Bölgesel coğrafya çeşitli alanları ayrıntılı olarak inceleyip örnek olayları ele alırken çok sayıda konu arasında da bağıntılar kurmak zorundadır fakat genel kurallar geliştiremez. Genel (sistematik) coğrafya ise belirli bir zamanda bir özelliği daha geniş bir bakış açısıyla inceler ve belirli bir zamanda bir konuyu etkileyen faktörler üzerinde durur; böylece genel kurallar geliştirebilir. Bölgesel ve sistematik coğrafyaların birbirlerini “tamamlayıcılığı” şöyledir: Bölgesel coğrafya çok miktarda bilgi sağlayarak her bölgeye ayrı ayrı gidemeyecek olan genel coğrafyacıya katkıda bulunur. Buna karşılık genel coğrafyacı da bölgesel coğrafyacının çalışmalarına anlam katacak kural ve ilkeleri bir çerçeve hâlinde sunarak ona katkı sağlar. Amerikalı coğrafyacı Schaefer, eleştiriyle karşılanmış olsa da “bölgesel coğrafya, temelde, teorik olan konunun (coğrafyanın) laboratuvar yanı hâline gelmelidir” önerisinde bile bulunmuştur.

1960’lı yıllarda coğrafyada teori arayışlarının hızlanmasıyla, “klasik” olarak nitelenen, belirli bir mekân parçasının (yöre, bölge, ülke vb.) “monografya” tarzında incelenmesi olan bölge çalışmalarına eleştiriler getirilmişse de coğrafyanın “bölgesel” odak noktası, bölgesel bakış açısı asla yok olmamıştır. Bölgeler coğrafyada en merkezi konumu işgal etmişlerdir ve coğrafi literatürde de artık “klasik” olarak nitelenen çalışmaların çoğunu bölgesel monografyalar oluşturmuştur.
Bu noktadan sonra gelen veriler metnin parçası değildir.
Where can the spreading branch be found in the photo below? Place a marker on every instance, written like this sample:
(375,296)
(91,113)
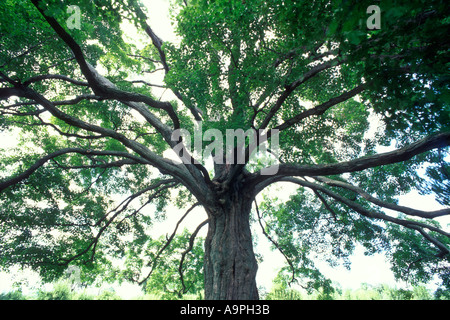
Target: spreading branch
(435,141)
(415,225)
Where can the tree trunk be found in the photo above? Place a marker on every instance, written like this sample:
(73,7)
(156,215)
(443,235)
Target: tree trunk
(230,263)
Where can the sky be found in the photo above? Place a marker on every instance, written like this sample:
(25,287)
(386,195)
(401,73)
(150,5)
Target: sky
(365,269)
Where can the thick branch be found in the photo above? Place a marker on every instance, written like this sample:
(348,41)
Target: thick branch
(169,240)
(373,214)
(391,206)
(294,85)
(188,249)
(320,109)
(39,163)
(55,76)
(99,84)
(439,140)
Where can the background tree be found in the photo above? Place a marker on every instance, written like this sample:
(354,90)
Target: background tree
(92,137)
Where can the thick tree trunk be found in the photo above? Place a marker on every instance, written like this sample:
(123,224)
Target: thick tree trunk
(230,263)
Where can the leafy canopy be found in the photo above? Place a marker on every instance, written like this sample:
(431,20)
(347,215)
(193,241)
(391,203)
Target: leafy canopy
(296,66)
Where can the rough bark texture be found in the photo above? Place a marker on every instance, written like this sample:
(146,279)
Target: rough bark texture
(230,263)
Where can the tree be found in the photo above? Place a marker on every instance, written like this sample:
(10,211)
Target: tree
(305,77)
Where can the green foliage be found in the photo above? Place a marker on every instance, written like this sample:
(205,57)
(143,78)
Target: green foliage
(234,60)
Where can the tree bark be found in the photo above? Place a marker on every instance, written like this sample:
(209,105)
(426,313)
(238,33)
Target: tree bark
(230,263)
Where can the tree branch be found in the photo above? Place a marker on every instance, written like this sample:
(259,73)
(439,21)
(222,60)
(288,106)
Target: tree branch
(169,240)
(439,140)
(320,109)
(39,163)
(55,76)
(391,206)
(375,215)
(188,249)
(294,85)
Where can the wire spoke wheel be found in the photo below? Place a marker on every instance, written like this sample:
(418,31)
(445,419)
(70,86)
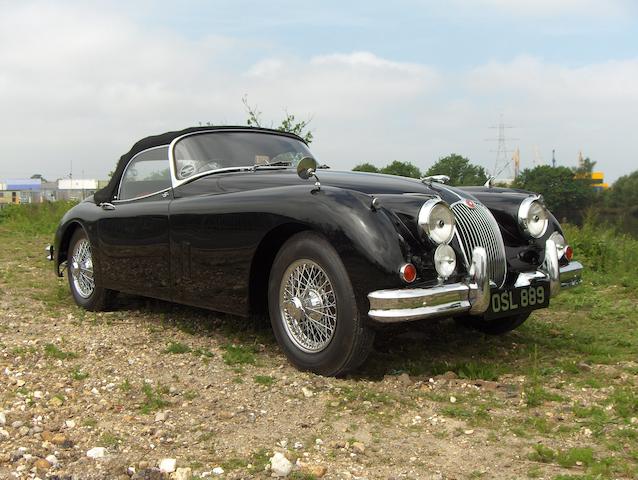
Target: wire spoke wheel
(308,306)
(81,269)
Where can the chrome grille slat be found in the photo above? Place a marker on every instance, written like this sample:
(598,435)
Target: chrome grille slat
(477,227)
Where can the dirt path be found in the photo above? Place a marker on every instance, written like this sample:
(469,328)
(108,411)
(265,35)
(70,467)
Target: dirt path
(152,381)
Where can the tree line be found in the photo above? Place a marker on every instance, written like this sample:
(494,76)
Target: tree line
(568,192)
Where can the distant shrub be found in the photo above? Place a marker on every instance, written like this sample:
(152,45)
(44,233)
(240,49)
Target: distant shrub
(34,218)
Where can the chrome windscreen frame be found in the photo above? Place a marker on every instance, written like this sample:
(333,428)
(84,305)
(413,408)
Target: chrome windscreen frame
(176,182)
(117,199)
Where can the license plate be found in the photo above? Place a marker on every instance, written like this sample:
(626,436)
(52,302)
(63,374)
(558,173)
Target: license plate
(517,300)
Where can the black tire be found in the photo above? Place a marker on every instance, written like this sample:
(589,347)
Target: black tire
(351,339)
(497,326)
(99,298)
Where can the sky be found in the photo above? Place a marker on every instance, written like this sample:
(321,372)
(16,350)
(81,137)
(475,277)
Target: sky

Ülkemizde de ilk bölgesel çalışma ve yayınların sözü edilen monografya tarzında olduğunu belirtmek gerekir. Türkiye’den belirli mekân birimleri seçip her yönüyle (beşerî ve fiziki) bu birimleri inceleyen bölgesel çalışmalar çokça yapılmıştır. Konusal (sanayi, tarım, ulaşım, turizm, iklim, jeomorfoloji vb.) uygulamalara göre bölgesel çalışmalar çok daha yakın sayılabilecek zamanlarda gelişmiştir.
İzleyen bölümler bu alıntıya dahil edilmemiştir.